Plus récemment, des collèges ont mis en place des formes variées de « stages » dans d’autres programmes d’études. Notamment, une de ces formes porte le nom de « formation en alternance ». L’élève partage son temps de formation entre des périodes de formation en établissement scolaire et des périodes d’apprentissage pratique en milieu de travail. Mais en fait le plus souvent, contrairement à ce que suppose cette appellation, le temps passé dans l’entreprise vient s’ajouter au temps de la formation réalisée à l’école et non le remplacer et cette alternance n’est pas nécessairement une formation par apprentissage au sens strict. La période passée en entreprise peut avoir des buts très divers : faciliter l’orientation, se familiariser avec le milieu du travail, acquérir des comportements et des attitudes de base qui augmentent la capacité d’exercer un emploi même très simple, se familiariser aux conditions d’exercice d’une profession, s’adapter à l’emploi qu’on aura à exercer, appliquer des savoirs théoriques et pratiques déjà acquis à l’école, acquérir des compétences techniques du métier ou de la profession. Seule la dernière forme d’alternance mérite le titre de formation par apprentissage, et l’avant-dernière celui d’enseignement coopératif. Il y a donc là encore une matière qui, analysée, est riche d’enseignement.
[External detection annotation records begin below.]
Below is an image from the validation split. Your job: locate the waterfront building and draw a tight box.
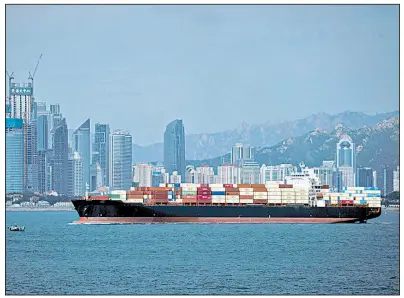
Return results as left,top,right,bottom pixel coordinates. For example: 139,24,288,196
393,166,400,191
230,143,255,168
72,119,91,193
170,171,181,183
241,161,260,184
92,123,110,186
51,118,69,195
109,130,132,190
336,135,356,187
356,167,374,187
260,164,297,184
217,163,241,184
6,118,24,193
194,165,215,184
133,163,154,187
164,120,185,176
185,165,196,183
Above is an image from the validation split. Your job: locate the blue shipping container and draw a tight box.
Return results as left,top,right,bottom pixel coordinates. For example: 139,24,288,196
212,191,226,196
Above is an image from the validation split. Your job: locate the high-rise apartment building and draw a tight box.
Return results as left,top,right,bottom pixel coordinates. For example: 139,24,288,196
336,135,356,187
164,120,185,176
37,114,49,193
51,119,69,194
217,163,241,184
73,119,91,193
6,118,24,193
230,143,255,168
67,152,85,197
133,163,154,187
93,123,110,186
241,161,260,184
260,164,297,184
109,130,132,190
89,162,105,191
194,165,215,184
393,166,400,191
356,167,374,187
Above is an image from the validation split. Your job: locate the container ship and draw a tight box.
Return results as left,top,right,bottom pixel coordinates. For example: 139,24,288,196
72,168,381,224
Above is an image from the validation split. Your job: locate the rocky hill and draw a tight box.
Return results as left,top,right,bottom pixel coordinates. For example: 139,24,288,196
187,116,399,169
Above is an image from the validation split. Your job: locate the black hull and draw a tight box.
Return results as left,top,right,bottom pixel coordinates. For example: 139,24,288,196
72,200,381,222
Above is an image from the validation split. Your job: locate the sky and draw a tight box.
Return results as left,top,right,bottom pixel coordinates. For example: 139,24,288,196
6,5,399,145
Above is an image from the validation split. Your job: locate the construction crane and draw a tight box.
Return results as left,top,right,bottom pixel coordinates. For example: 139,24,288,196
28,54,42,83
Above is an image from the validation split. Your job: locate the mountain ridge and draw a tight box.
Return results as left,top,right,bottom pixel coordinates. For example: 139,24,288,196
132,111,399,163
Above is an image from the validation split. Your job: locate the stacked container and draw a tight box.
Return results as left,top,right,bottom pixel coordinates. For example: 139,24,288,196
196,184,212,204
225,184,240,204
265,183,282,204
209,184,226,204
238,184,254,204
109,190,126,201
279,184,296,204
252,184,268,204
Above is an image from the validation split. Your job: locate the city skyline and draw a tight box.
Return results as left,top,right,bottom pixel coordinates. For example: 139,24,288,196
6,5,398,145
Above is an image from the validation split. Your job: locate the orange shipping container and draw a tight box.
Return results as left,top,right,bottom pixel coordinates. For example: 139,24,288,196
89,196,109,201
279,184,293,188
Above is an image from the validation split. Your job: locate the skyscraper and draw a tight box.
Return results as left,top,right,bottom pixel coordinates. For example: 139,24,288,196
52,118,69,194
73,119,91,194
37,115,49,193
109,130,132,190
164,120,185,177
336,135,356,187
356,167,374,187
6,118,24,193
92,123,110,186
230,143,255,168
8,79,34,189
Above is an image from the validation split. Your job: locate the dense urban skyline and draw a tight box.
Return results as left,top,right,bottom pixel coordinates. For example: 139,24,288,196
6,5,398,145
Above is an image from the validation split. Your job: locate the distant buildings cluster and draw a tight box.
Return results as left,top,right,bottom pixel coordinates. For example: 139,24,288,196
6,79,399,196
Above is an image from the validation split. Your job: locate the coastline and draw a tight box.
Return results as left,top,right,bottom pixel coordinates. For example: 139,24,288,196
6,207,75,212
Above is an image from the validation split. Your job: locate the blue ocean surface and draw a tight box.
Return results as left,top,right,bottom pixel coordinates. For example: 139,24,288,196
6,210,399,295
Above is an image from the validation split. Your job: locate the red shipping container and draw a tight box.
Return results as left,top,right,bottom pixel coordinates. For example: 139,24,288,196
182,198,197,203
279,184,293,188
128,195,143,199
340,200,353,205
253,200,268,204
89,196,109,201
196,195,212,200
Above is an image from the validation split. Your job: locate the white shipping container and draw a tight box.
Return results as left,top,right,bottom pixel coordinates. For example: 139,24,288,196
128,199,143,203
268,199,282,204
111,190,126,195
212,197,226,203
226,199,240,204
226,195,240,200
254,195,268,200
209,184,223,188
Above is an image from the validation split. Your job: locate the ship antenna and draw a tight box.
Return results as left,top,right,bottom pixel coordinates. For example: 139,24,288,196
86,183,88,201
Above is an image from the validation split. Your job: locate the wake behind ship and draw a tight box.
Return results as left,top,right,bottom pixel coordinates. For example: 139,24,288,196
73,179,381,224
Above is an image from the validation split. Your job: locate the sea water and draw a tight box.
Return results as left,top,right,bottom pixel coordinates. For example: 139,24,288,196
6,210,399,295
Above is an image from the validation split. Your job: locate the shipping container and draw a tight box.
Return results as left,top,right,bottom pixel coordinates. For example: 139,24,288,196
253,198,268,204
88,196,109,201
Ce travail d’établissement de l’état de situation relative à cette question n’a jamais, à notre connaissance, été réalisé. Personne ne connaît complètement la situation des programmes techniques offerts par les collèges relativement à cette question. Personne, en dehors des collèges eux-mêmes, n’entreprendra un tel examen. Or le gouvernement semble vouloir ouvrir le chantier de l’augmentation de la présence des stages en entreprise dans les programmes de formation professionnelle et technique. Le réseau des cégeps peut-il partir du « bon pied » dans les travaux de ce chantier sans connaître sa situation réelle relativement à cette question et sans quelques convictions que cet examen rétrospectif lui aura permis de se forger?

Montréal, le 22 mars 2016

N.B.: Ce texte a été écrit en mars 2016, au moment où se tenait à Québec la Commission parlementaire sur le Projet de Loi 70 « visant à permettre une meilleure adéquation entre la formation et l’emploi ainsi qu’à favoriser l’intégration en emploi ».